结果一进院子,却见里头静悄悄的,空无一人,元宝儿闷头往里闯着,正要朝着几间屋子挨个翻找,这时,只见堂屋飞快闪出一道熟悉的身影,看到元宝儿的出现,那道身影骤然激动欣喜得不能自持道:“宝儿,你……你……你怎么回来了?”
说着,支支吾吾间只几步迎了上来,激动的抓着元宝儿上下查探道:“你平安无事真好,你平安无事可真好,真真是老天开眼,真真是老天开眼呐!”
这人恨不得一把搂紧了元宝儿,被元宝儿抬手一栏,便见他声音开始哽咽哆嗦道:“爷……爷他们,他们……”
说着说着便开始颤抖不已的蓄起了泪来。
这人竟是凌霄阁的长寅。
回时的路上元宝儿已然知晓了此事。
黑娃和铁栓在回时的路上已向他详细告知了如今家中的情况,原来自打元宝儿去了玉晖轩后,伍天覃便已经在着手寻找他爹娘一事了,上个月终于将人寻到,这几日刚将人安顿好。

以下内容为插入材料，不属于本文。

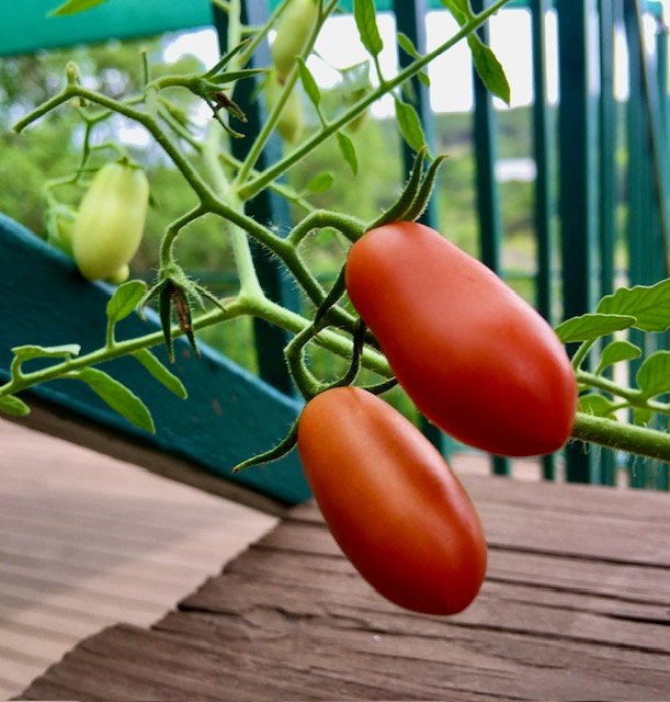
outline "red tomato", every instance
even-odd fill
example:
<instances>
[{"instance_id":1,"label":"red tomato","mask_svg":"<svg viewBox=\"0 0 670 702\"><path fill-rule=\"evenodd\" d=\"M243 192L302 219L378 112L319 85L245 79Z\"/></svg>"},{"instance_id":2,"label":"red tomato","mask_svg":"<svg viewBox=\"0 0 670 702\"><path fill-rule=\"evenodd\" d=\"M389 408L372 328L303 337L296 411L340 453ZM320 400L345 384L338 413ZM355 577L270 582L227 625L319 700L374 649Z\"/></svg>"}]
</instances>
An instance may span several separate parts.
<instances>
[{"instance_id":1,"label":"red tomato","mask_svg":"<svg viewBox=\"0 0 670 702\"><path fill-rule=\"evenodd\" d=\"M577 383L550 326L491 270L421 224L356 241L347 287L416 406L457 440L508 456L560 449Z\"/></svg>"},{"instance_id":2,"label":"red tomato","mask_svg":"<svg viewBox=\"0 0 670 702\"><path fill-rule=\"evenodd\" d=\"M428 614L473 601L487 562L479 518L408 419L367 390L329 389L303 410L298 451L334 540L382 596Z\"/></svg>"}]
</instances>

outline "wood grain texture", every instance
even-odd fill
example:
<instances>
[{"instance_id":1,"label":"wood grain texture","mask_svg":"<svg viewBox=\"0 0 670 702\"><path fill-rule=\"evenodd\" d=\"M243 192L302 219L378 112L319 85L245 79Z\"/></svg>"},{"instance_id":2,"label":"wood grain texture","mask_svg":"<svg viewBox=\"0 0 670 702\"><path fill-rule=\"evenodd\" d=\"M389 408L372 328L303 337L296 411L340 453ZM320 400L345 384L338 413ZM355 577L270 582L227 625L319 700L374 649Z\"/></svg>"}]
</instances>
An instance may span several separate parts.
<instances>
[{"instance_id":1,"label":"wood grain texture","mask_svg":"<svg viewBox=\"0 0 670 702\"><path fill-rule=\"evenodd\" d=\"M383 600L309 502L154 626L103 630L21 699L670 699L668 497L464 482L492 546L456 616Z\"/></svg>"},{"instance_id":2,"label":"wood grain texture","mask_svg":"<svg viewBox=\"0 0 670 702\"><path fill-rule=\"evenodd\" d=\"M3 420L0 445L2 700L101 629L150 625L276 521Z\"/></svg>"}]
</instances>

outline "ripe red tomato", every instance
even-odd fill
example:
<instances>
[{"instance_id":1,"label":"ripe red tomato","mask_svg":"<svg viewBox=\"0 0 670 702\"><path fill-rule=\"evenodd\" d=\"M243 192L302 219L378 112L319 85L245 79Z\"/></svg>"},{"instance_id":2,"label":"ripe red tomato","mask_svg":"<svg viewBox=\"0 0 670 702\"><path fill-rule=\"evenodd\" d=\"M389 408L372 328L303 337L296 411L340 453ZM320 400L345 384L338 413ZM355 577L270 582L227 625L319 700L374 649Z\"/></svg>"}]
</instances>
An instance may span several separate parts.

伍天覃知元宝儿与同是看门的长寅走得近,便打发他来帮忙安顿宝儿家人,这几日便一直在这边忙活。
而黑娃和铁栓知元宝儿在太守府,如今近在咫尺,早已等候不及,巴巴要来瞧元宝儿了,只他们不知元宝儿当时与凌霄阁的过往,见长寅一直不领着他们入府见人,故而这几日便自顾自的在太守府外头偷偷窥探,试图趁机爬进府里寻人。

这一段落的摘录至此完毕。